All research appears from the necessity in obtaining new information. Firstly, the design should
define very well which information is aimed at. In other words, the researcher should state which
is the question to be answered by the experiment. Once the question is stated, the method is
delineated step by step, executed and then the data are collected. Data analysis is the next step and
finally, the final text should provide new questions to be answered in further experiments. This
cycle is vital for research lines. There are two types of experiments according to Aguilar-
Nascimento (2005), they are; Confirmatory experiments (which is aimed at testing one or more
hypothesis. For example, an experiment may be set up to investigate whether diet A is associated
with greater performance than diet B) and exploratory experiments (which looks at producing data
that may be important for the generation of hypothesis to be tested). However, in many times both
confirmatory and exploratory experiments are overlapped in the same study (Johnson and
Besselsen, 2002). So, as a rule, all experiments should be presented in a way that allows other
3. researchers to repeat it elsewhere. For that, all experiments should clearly inform the aim, the
reason for choosing some animal model, the species, strain and source of the animals. Every details
of the method should be stated including number of animals, method of randomization and
information of the statistical method (Aguilar-Nascimento, 2005). Knowledge of this will provide
researchers in swine nutrition with the means to determine a valuable piece of information which
are needed for an experiment of known power and sensitivity. This a priori, or prospective, power
analysis, conducted as part of a pre-experiment protocol, will ensure that a researcher does not
waste time and resources carrying out an experiment that has little chance of finding a significant
effect, if one truly exists (Aaron and Hays, 2004). It also makes sure resources are not wasted by
including more replicates than are necessary to detect an effect.
Experimental designs
The primary designs used in swine production and nutrition research include the completely
randomized design (CRD) and the randomized complete block design (RCBD). Modifications or
additions to these designs can be performed to generate more complex designs, such as factorial
designs and Latin square, that typically are used in specific instances when experimental units are
limited. One of the main functions of the experimental design is to dictate the process of allotting
treatments to experimental units (EU). But no matter what design is used, it is important to balance
studies by having equal replication of each treatment factor to maximize the power available to
detect treatment differences. The CRD is the simplest of all designs; treatments are allotted to EU
independently of any factors. This design allows for the most degrees of freedom (DF) for the error
term in the model to test for treatment differences. However, the CRD can be unreliable if the EU
are not homogenous. Non-homogeneity of EU can cause inflated error variance components and
can increase the chance of a type 2 error.
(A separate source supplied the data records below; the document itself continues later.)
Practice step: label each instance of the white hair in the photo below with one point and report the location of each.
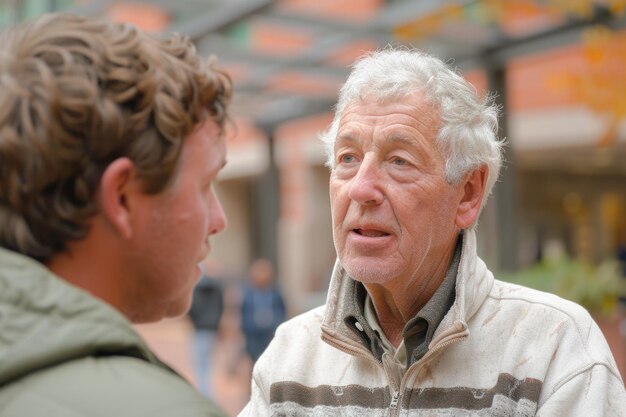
(467, 136)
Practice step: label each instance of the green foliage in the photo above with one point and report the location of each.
(595, 287)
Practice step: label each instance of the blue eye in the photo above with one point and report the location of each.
(347, 158)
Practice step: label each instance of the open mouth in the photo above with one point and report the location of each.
(370, 233)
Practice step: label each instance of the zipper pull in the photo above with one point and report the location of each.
(395, 399)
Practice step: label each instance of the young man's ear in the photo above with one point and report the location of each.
(473, 193)
(117, 186)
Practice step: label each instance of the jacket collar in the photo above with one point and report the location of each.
(473, 284)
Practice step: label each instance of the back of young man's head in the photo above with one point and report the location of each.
(76, 94)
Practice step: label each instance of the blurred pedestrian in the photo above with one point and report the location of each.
(205, 313)
(262, 308)
(110, 139)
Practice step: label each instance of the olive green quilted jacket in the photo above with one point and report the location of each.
(64, 353)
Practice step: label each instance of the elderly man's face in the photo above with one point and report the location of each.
(393, 211)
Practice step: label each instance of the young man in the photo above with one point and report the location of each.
(110, 141)
(415, 324)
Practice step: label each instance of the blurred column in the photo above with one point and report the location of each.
(505, 191)
(266, 207)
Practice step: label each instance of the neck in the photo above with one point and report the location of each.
(91, 265)
(398, 301)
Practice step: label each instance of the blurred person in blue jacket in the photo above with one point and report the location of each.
(205, 313)
(262, 308)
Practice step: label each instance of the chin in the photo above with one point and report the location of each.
(368, 272)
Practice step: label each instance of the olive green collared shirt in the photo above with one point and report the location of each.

4. In the RCBD, treatments are allotted to EU on the basis of some factor, commonly referred to as
the blocking factor, which should reduce the error variance if the blocking factor is important. The
blocking factor groups EU based on that particular factor into a block, with each treatment having
a minimum of one EU in each block. The primary function of blocking is to obtain groups of
homogenous EU. Blocking factors vary according to the type of trial and may be different
depending on the desired treatment structures. One of the assumptions in this design is that
treatments would respond similarly in each block or that there was no true block × treatment
interactions because the mean square calculated as the block × treatment source estimates the error
variance structure for the model. One way to examine the blocking factor’s effectiveness is to
determine its relative efficiency (RE). Relative efficiency is a calculation performed after the trial
is completed to show the ratio between an estimated error term if the study were conducted as a
CRD and the error term for the RCBD. It also describes the increased number of experimental
units that are needed in a CRD to achieve the same error variance component term as in a RCBD.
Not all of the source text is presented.